Rispetto a Trasmutazione viene meno la nostalgia dell’Infinito, quell’anelito  alle ultime verità della Metafisica, il poeta siciliano sembra anzi far propria la dichiarazione di scettica umiltà di Ludwig Wittgenstein nel Tractatus: “Quanto può dirsi, si può dir chiaro; e su ciò, di cui non si può parlare, si deve tacere.”
Il poeta riconosce quale vivente incarnazione  dell’illusione metafisica il musicista non-vedente, che, immaginando la piazza gremita di gente, si mette a suonare, attendendo di riscuotere un obolo che non riceverà mai:
Nei giorni che il destino ti riserva,
anima dolente, non mimare
il cieco che una sera di febbraio
suonava, a Pesaro, e cantava
per intenerire alla moneta
la piazza attorno vuota di passanti.
Il cieco di Pesaro è la figura-simbolo di chi si aggrappa agli infidi scogli di una dimensione metafisica, o altro sistema di credenze, trattando dantescamente le ombre come cosa salda.
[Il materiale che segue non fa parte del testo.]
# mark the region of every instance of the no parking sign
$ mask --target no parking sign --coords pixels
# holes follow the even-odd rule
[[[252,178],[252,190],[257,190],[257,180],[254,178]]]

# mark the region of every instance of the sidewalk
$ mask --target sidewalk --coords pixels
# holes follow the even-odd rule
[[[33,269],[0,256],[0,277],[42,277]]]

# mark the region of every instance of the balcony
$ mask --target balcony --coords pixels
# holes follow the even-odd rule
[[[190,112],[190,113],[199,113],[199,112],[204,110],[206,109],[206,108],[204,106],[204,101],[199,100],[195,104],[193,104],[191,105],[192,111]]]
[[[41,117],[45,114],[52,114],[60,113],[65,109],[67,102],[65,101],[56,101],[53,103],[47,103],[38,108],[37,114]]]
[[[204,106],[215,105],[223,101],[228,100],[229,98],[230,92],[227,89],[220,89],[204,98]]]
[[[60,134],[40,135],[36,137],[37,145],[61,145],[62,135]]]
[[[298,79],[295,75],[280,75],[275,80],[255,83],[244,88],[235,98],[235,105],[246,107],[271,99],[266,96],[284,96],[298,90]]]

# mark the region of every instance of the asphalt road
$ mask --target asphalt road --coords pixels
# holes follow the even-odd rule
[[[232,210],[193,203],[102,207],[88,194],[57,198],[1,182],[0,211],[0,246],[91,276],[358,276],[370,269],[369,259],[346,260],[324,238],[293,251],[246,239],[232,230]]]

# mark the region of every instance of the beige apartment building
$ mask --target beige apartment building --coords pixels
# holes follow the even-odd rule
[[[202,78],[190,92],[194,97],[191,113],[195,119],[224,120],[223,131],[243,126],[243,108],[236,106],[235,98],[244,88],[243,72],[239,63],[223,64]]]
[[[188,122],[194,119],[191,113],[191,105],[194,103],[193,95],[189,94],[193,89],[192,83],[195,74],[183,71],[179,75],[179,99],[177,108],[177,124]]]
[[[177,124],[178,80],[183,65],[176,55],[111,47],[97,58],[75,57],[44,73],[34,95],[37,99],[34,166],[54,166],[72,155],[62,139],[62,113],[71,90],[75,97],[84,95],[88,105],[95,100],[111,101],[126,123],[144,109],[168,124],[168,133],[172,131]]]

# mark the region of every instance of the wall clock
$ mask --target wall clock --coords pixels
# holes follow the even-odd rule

Il poeta ci invita al superamento di facili certezze, che fanno erigere all’uomo dogmatico imponenti cattedrali di sabbia compressa, destinate ad essere inghiottite dalla furia delle onde. Questa atmosfera illuministica di  incredulità foucaultiana verso le metanarrazioni onto-teologiche si riscontra nelle differenti poesie della silloge, che presuppongono un atteggiamento  di  adesione al mondo, più che di fuga o di alienazione da esso. Si tratta in ogni caso  di un’adesione tutt’altro che ottimistica, indolore o incondizionata, se è vero che non mancano momenti di disincantata meditazione sul negativo delll’esistenza, il destino e la morte, che fanno pensare ai tragici greci (Eschilo, Sofocle, Euripide), a Leopardi, e ad autori contemporanei molto vicini a Guadagnino per temperamento riflessivo-contemplativo, come Eliot, Montale o Pessoa.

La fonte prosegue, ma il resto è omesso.